Job is a righteous man. He believes in God. He trusts in God.  Does that mean he truly understands God? The theme throughout Job chapter 7, is Job pleading to God to relieve him of the tests and trials through which God is putting him. When Job speaks to God, Job is actually telling God what God is doing to him; incorrectly.  It appears that Job believed that if you lived a righteous life God rewarded you with material blessings. That would mean Job believed if he forsook living a righteous life that God would take your material blessings away. Reading chapter 7 in its entirety gives the impression that Job believed once a person died there was no after life. All accomplishments and rewards were for the living because once a person died they ceased to be. Job also assumed that his afflictions may have been the result of sin for which he wasn’t aware. He asked God to forgive him for that sin.


17“What is mankind that you make so much of them,

that you give them so much attention,

18that you examine them every morning

and test them every moment?

19Will you never look away from me,

or let me alone even for an instant?

20If I have sinned, what have I done to you,

you who see everything we do?

Why have you made me your target?

Have I become a burden to you?[a]

21Why do you not pardon my offenses

and forgive my sins?

For I will soon lie down in the dust;

you will search for me, but I will be no more.”  (Job 7:17-21, NIV)       


As we journey through life with God it is important to understand that sin is Satan’s snare to trap us and turn us away from God.
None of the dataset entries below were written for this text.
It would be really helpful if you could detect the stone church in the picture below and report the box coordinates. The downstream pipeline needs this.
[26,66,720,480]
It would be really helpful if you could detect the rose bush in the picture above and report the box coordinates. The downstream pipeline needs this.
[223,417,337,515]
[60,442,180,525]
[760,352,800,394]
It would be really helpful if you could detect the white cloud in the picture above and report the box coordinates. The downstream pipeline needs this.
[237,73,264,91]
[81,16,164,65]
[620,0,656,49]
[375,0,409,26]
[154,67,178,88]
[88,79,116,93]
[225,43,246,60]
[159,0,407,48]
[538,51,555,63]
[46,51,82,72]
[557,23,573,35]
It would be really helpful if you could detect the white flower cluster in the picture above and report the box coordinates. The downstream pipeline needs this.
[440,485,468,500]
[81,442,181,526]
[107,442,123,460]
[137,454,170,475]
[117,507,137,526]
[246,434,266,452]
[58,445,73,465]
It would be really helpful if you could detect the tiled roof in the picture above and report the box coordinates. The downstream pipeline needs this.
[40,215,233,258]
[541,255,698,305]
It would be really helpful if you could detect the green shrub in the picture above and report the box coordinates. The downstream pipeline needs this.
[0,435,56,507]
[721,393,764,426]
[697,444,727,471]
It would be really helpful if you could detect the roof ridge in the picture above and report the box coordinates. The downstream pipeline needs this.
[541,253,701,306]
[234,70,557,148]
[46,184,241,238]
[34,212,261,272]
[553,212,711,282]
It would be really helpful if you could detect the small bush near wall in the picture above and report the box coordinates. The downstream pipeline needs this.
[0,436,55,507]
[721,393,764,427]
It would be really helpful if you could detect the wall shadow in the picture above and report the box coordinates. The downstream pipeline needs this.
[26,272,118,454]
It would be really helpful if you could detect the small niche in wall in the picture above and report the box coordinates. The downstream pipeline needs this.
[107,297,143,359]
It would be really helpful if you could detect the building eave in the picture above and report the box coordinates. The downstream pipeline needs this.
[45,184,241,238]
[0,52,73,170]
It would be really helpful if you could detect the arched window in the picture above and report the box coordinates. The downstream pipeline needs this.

Is it possible that Satan is using Job’s misunderstanding of God to try and forsake God? 


Chapter 8 is another of Job’s friends, Bildad, speaking. Refresh your recollection about these three friends: they came to comfort Job in his time of need and suffering.  Bildad speaking, “When your children sinned against him, he gave them over to the penalty of their sin.”  Job 8:4 (NIV) Bildad told Job that his children, all of his children, were killed because of their sin. (See Job 1:18-19 NIV)  Does that sound comforting to you?


If you are journalling, or decided to reflect, it is time to sort this out. Read Job chapters 7 and 8.  Have you ever heard or been in a problem solving discussion where both sides based their arguments on the wrong premise. (That is the fast train to nowhere city!)  Neither Job, nor his friend Bildad, understood what was the source of Job’s malady.  They both thought they understood the problem. They both used the knowledge they had available to them to arrive at conclusions that satisfied them. Were they trying to find the true reason or mere satisfy themselves with reasoning they could understand? Did either of them ever ask; could there be more to this than we understand? It is easy to jump to conclusions relying on bad information, limited information, and lack of understanding: it is called jumping to a conclusion. It means the concluder jumps over the heavy lifting, fails to investigate fully, fails to research fully, fundamentally fails to think and allows himself to rely what is convenient to feel comfortable. It is time to pray over, meditate, and reflect on today’s journey through Job chapters 7 and 8.  Now journal or reflect on a time when you participated in or listened to a conversation like Job and Bildad had in chapters 7 & 8. Take caution not to jump to your conclusion.